Residents in high-tax states are not the only taxpayers affected by this issue. Businesses that generate revenue or have other interests in those states are also subject to their tax laws, even if they and their owners are based elsewhere. Complying with multiple jurisdictions’ tax regulations is inherently complicated. Determining whether to make the necessary elections to work around the SALT deduction cap only adds to the complexity.

How We Got Here

Traditionally, individual taxpayers could deduct state and local taxes from their taxable income on federal returns with few limitations. But the TCJA capped those deductions at $10,000 for a joint return, and the IRS subsequently disallowed most of the ideas proposed by state legislatures to ease the limitation.

One approach that passed IRS scrutiny was a workaround known as an elective pass-through entity (PTE) tax. In most states, pass-through entities—such as partnerships, limited partnerships, S corporations, and LLCs—do not pay income taxes directly. Instead, they pass their income through to partners or shareholders, who pay the taxes on their personal returns. A PTE tax changes that.

With an elective PTE tax, an entity may choose to pay state income taxes directly and then deduct that payment on its federal return as an “ordinary and necessary” business expense—without regard to the $10,000 limit—thus lowering the taxable income that is passed through to the owners. That’s because IRS Notice 2020-75 specifically exempted elective PTE taxes from the SALT deduction cap.
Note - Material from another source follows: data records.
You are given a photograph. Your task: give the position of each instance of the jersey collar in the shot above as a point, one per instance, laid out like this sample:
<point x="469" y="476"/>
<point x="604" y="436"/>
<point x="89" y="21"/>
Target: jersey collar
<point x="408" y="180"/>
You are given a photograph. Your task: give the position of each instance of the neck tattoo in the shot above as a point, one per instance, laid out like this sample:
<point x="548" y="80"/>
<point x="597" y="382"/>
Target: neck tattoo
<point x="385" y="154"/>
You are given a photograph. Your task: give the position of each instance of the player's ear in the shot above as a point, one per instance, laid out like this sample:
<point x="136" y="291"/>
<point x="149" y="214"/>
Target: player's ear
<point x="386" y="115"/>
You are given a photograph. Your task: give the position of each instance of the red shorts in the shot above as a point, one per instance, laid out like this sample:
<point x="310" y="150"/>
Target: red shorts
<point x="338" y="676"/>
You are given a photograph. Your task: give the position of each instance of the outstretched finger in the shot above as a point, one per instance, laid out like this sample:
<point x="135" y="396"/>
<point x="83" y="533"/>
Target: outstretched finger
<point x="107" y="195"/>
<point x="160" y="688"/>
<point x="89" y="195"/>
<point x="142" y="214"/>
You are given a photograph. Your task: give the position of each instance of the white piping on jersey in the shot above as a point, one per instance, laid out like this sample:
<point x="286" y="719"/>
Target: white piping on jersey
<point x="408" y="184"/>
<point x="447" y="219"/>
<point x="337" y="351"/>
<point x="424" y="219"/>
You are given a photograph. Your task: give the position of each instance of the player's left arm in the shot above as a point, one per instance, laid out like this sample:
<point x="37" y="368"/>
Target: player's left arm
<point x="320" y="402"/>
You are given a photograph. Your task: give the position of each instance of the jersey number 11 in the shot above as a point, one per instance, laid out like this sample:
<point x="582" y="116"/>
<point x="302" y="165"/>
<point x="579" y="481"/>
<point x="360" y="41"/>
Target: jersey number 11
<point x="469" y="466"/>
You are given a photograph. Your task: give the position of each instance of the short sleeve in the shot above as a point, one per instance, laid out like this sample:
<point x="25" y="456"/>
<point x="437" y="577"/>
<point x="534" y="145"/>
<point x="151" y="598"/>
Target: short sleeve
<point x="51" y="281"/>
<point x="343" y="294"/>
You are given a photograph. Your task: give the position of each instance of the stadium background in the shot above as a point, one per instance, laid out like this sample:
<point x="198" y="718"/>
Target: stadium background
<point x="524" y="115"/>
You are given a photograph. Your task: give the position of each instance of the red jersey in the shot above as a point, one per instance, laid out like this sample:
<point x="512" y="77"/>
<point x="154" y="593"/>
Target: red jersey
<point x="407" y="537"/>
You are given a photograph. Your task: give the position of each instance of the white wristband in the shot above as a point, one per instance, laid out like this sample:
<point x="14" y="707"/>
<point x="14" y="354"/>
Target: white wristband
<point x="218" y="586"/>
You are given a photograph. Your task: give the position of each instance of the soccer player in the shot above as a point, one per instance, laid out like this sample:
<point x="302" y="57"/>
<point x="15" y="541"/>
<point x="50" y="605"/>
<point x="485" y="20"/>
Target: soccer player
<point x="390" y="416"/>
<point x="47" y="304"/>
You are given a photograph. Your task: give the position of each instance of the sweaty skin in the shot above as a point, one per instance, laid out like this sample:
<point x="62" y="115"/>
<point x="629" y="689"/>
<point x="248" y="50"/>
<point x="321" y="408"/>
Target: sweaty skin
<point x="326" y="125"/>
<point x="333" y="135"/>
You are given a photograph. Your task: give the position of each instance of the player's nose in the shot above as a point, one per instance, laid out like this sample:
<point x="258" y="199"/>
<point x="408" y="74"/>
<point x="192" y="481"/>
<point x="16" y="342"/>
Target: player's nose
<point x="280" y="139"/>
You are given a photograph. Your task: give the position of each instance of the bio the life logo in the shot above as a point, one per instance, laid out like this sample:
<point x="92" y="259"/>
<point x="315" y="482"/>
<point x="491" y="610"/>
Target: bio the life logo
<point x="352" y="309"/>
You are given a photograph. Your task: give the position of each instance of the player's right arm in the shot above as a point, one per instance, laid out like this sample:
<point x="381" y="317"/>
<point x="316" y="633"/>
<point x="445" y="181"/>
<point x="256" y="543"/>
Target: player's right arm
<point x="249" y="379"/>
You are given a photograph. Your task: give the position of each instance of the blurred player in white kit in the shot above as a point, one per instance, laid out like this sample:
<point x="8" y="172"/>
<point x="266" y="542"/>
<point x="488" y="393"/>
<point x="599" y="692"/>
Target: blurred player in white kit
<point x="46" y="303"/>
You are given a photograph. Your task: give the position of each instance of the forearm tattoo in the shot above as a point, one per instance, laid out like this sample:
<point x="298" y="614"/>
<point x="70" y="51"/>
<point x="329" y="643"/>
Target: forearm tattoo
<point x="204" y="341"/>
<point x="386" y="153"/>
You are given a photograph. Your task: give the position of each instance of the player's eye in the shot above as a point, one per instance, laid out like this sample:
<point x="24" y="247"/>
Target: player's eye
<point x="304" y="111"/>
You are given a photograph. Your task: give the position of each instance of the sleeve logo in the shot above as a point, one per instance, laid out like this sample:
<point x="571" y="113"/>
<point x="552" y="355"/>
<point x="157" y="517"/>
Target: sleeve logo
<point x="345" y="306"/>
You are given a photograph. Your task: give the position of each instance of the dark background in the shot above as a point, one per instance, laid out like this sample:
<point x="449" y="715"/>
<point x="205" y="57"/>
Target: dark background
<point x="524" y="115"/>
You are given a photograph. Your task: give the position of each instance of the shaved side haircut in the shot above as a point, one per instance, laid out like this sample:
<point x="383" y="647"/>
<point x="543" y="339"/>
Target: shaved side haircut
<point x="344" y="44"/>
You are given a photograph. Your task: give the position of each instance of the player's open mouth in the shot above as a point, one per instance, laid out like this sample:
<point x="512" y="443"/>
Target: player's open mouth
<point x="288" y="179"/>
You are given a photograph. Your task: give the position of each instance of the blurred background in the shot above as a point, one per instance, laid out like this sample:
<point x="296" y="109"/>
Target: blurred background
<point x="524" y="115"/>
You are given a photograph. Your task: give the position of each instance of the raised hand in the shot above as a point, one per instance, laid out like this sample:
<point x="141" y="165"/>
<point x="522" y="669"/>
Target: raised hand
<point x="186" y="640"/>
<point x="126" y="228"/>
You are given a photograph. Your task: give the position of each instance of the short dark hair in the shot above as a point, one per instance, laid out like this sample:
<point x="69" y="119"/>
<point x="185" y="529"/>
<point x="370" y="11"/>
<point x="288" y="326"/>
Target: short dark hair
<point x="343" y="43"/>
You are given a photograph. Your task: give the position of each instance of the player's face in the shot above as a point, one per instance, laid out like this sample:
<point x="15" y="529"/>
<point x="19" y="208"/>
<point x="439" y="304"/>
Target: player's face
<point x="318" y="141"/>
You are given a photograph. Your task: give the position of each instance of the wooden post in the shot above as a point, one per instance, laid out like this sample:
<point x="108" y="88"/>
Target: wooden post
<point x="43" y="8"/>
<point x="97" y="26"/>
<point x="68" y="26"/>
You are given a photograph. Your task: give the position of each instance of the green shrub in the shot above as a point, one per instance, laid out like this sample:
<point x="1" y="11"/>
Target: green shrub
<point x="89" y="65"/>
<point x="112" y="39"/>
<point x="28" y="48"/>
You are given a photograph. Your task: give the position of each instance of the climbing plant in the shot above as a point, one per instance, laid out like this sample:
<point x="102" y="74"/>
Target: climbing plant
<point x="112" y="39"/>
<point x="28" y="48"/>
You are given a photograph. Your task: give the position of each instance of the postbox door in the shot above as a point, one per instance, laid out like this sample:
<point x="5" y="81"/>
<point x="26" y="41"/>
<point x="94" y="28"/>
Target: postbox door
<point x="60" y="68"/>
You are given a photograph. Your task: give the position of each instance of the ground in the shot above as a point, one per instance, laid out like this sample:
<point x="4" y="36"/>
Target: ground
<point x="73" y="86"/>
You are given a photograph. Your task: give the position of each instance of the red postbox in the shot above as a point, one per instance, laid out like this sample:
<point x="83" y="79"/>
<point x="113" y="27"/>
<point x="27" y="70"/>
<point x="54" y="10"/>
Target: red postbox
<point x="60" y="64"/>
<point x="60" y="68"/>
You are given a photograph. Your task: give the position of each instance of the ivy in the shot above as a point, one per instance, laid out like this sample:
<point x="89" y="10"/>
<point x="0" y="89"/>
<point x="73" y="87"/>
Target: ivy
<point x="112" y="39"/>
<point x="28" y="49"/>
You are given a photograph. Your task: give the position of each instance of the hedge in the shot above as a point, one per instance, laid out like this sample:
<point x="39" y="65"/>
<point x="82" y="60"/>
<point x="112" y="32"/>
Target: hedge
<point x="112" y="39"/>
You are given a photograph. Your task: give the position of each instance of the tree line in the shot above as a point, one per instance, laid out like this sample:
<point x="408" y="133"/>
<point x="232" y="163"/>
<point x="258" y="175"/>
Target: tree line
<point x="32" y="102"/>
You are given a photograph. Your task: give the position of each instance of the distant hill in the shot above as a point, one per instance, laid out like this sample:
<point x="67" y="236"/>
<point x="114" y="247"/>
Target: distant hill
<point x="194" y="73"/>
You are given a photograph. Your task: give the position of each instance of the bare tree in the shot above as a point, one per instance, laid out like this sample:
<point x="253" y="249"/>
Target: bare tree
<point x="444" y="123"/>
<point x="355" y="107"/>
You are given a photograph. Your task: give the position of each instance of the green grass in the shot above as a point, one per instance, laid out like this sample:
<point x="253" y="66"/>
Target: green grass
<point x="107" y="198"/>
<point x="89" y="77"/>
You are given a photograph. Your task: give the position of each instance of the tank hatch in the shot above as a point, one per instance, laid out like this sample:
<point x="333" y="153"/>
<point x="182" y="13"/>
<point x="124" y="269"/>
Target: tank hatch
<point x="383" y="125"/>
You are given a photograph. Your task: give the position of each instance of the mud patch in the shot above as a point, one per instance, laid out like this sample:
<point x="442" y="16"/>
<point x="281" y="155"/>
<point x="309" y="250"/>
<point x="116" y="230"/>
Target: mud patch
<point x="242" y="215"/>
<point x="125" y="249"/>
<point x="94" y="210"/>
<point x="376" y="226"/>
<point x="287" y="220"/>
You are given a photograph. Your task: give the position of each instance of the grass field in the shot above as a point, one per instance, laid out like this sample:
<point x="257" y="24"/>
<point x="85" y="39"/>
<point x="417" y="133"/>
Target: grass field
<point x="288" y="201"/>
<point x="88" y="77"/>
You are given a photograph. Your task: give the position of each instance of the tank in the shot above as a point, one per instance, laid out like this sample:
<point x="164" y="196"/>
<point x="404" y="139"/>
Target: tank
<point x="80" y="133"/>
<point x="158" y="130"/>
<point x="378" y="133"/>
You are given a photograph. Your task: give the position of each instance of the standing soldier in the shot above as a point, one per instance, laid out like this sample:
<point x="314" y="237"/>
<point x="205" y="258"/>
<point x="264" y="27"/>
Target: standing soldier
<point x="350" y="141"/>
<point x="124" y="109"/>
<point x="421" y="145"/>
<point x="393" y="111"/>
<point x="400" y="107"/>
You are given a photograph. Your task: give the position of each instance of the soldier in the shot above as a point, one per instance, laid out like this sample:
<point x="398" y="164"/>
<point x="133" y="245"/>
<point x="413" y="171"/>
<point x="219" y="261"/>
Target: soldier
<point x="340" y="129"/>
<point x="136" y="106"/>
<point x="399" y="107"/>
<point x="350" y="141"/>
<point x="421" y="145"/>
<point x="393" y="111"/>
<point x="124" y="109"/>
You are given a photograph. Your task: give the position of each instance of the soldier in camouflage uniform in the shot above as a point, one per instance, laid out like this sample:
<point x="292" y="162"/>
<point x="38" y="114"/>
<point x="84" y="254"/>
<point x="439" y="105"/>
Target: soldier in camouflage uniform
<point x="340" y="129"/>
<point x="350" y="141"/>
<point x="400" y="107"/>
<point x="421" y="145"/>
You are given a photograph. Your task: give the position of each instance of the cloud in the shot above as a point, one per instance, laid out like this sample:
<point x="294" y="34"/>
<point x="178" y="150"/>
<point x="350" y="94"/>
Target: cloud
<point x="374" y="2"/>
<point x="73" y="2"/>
Note, however, that this exemption applies only to state or local taxes on individuals’ pass-through income. Their property taxes, motor vehicle taxes, and taxes withheld on W-2 wages are still subject to the $10,000 itemized deduction limit. In addition, the PTE election is available only to multi-owner entities taxed as partnerships or S corporations. Sole proprietors and single-member LLCs don’t qualify.

So far, 30 states have enacted some form of elective PTE tax, and several more are considering it. Unfortunately, every one of those states has its own version, resulting in a bewildering array of provisions that greatly complicate business owners’ decisions about how and when—or even whether—to make the election.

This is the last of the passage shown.